On the multi side as a former Freddie employee in underwriting and now a Freddie/Fannie originator, 3 years IO tells me it's likely a 10 year deal or longer. 3 years is typical, on 7 year paper it will tap out at 2 years (there are refinance test restrictions, etc...). The former details assume a high leverage loan (75/80% LTV). Most syndicators will use IO to boost returns, it is typical in the larger deal space. Full-term IO opens up at 70% LTV, but with COVID now about 65% LTV. Prepay penalty is what you should be focused on with a 5 year refi on a 10 year term. If the GP is using a 12 year term to boost a 3 year IO period, the prepay could be ugly if YM or STD DEF, depending on rates, which we cant forecast 5 years from now.
If a 5 year exit is the plan, you should consider floating rate paper, the exit is 1% (assuming Fannie/Freddie).

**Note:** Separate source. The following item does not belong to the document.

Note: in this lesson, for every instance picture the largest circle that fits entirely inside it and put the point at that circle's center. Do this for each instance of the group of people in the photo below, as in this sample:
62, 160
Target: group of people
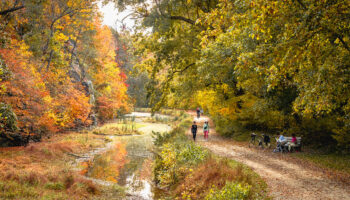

Most don't go with floating rate paper because A) most dont understand it and B) they dont want unconformatable conversations with equity when the rates change but...you buy a cap and the cost of the cap plus the 1% exit can be less than the YM/STD DEF..no one is a fortune teller but most planned refis will embrace the floating rate deal if a 10 year term with 3 years of IO and refi out on month 37 (once IO ends) then recast the IO period with a new 10 year term and 3 years of IO.
In short, embrace the 3 years of IO, learn to love it...I know the returns will.